Up at The Atlantic today, I’ve got a piece about the challenges of doing fantasy adaptations, as illustrated by True Blood and Game of Thrones:
[Charlaine] Harris’s Southern Vampire books may be fairly conventional paranormal romances, lacking some of the higher-level philosophical and mythological resonances Alan Ball’s added to the franchise. But they’re an impressive example of world-building and pacing. Harris started out with vampires and shape-shifters, giving readers a grounded sense of those concepts and mythologies before adding werewolf hierarchies in the third book, witches in the fourth, and faeries in the eighth. That pacing gave readers time to get a full sense of how different kinds of magic work before introducing new part of the world and explaining how different concepts interacted.

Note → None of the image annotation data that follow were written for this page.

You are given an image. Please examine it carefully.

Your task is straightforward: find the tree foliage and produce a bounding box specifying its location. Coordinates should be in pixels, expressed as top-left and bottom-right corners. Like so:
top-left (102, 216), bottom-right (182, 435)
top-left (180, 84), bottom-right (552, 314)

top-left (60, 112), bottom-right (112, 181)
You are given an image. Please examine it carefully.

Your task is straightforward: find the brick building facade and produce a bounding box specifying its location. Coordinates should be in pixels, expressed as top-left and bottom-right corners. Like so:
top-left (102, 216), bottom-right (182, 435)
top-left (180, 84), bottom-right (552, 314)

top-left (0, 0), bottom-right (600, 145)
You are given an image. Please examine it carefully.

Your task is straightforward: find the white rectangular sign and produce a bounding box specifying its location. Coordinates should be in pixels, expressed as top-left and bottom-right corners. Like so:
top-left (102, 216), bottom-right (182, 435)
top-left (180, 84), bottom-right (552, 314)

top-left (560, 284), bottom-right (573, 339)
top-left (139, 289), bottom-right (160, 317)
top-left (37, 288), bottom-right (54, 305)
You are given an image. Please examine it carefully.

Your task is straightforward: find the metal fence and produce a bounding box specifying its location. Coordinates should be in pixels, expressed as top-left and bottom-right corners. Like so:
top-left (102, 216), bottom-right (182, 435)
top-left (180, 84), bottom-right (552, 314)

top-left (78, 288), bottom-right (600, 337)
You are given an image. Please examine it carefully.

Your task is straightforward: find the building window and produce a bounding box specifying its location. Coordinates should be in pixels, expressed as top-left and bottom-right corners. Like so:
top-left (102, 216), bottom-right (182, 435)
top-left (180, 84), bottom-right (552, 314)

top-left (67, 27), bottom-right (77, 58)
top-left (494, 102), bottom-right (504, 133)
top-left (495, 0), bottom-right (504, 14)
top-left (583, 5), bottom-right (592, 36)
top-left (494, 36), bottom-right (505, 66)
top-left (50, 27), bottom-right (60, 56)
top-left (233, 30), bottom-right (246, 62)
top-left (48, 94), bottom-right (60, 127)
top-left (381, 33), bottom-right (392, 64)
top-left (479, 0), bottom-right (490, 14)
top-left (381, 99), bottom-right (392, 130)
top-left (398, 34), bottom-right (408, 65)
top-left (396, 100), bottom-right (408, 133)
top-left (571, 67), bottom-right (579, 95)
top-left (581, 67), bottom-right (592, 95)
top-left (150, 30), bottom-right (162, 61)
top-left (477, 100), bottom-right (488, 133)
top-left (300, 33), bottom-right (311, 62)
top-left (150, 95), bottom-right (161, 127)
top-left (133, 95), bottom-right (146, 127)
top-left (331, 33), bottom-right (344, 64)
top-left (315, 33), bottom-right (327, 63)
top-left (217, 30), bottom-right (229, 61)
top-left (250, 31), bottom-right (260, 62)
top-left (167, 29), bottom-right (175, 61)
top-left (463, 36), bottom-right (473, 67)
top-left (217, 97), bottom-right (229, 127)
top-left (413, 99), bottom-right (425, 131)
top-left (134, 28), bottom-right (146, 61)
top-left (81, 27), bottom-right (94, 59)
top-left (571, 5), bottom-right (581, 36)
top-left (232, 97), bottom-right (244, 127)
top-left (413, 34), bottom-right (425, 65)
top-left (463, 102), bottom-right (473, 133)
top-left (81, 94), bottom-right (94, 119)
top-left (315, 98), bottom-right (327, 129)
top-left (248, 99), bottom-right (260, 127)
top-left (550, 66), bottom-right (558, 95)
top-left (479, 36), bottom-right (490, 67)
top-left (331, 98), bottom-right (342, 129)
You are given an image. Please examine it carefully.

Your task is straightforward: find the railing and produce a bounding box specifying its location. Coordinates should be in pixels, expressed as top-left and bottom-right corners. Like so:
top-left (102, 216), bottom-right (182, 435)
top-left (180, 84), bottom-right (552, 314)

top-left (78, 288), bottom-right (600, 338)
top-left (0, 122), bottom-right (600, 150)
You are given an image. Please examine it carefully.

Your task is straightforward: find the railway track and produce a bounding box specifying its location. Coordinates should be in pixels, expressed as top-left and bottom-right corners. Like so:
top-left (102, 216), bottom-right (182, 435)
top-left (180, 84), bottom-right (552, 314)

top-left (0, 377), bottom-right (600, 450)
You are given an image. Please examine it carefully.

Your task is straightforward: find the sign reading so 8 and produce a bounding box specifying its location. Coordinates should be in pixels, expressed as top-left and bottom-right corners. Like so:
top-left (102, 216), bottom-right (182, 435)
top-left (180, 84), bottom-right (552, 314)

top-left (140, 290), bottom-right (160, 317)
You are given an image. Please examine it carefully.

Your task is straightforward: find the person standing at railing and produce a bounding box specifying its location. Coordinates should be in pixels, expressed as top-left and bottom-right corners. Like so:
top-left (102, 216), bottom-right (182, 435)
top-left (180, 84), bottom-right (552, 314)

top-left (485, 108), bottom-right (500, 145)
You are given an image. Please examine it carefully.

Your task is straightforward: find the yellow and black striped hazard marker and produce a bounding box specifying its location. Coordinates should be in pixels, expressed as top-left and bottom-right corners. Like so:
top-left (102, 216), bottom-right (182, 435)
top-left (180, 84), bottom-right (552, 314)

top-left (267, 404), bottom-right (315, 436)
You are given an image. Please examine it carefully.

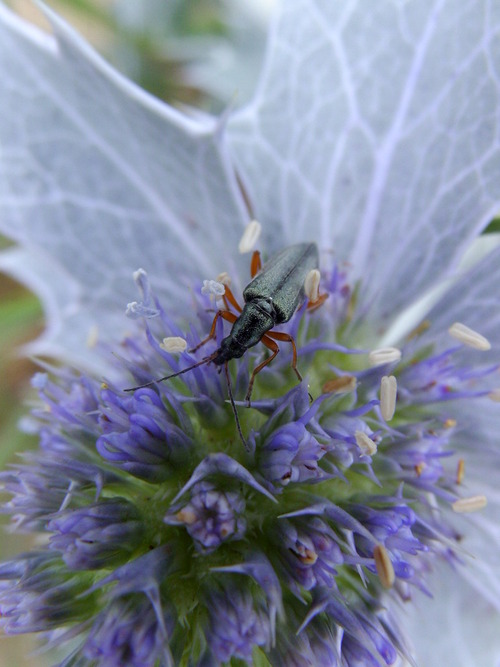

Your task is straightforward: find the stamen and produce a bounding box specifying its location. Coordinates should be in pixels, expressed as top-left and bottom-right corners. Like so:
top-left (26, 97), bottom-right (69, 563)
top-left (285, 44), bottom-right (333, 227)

top-left (175, 507), bottom-right (196, 526)
top-left (215, 271), bottom-right (231, 287)
top-left (373, 544), bottom-right (396, 588)
top-left (322, 375), bottom-right (357, 394)
top-left (451, 496), bottom-right (488, 514)
top-left (238, 220), bottom-right (262, 255)
top-left (380, 375), bottom-right (398, 421)
top-left (448, 322), bottom-right (491, 351)
top-left (304, 269), bottom-right (321, 303)
top-left (368, 347), bottom-right (401, 366)
top-left (294, 544), bottom-right (318, 565)
top-left (201, 280), bottom-right (226, 297)
top-left (160, 336), bottom-right (187, 354)
top-left (354, 431), bottom-right (377, 456)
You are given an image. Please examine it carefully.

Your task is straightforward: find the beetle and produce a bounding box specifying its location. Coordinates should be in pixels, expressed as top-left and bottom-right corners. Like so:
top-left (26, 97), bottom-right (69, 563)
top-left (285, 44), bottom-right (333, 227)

top-left (125, 243), bottom-right (327, 442)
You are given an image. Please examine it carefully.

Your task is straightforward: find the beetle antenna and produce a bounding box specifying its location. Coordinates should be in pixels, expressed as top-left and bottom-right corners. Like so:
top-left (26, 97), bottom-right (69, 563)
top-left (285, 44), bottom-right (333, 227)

By contrast, the show’s moved faster, introducing both witches and the idea that Sookie has faerie powers this season. As a result, both concepts and characters have suffered…One of the most important structural elements of Martin’s novels is the addition of points of view that clarify events and to provide different perspectives on events we’ve already visited once in previous books. To move that diversification of perspectives forward more quickly, Game of Thrones’ adapters replaced some generic scenes of courtly life with conversations between characters that set up rivalries at court, like those between the realm’s treasurer and its spymaster…These additional scenes don’t change the pace of events—just our understanding of them.
I hadn’t really thought of it this way before I wrote the piece, but pacing’s particularly important with fantasy because of the way it interacts with world-building. If you want to disorient people, it’s fine to drop them in and rush them. But if you want the concepts and the assumptions of the world to be really clear so you can use them later, you have to take your time.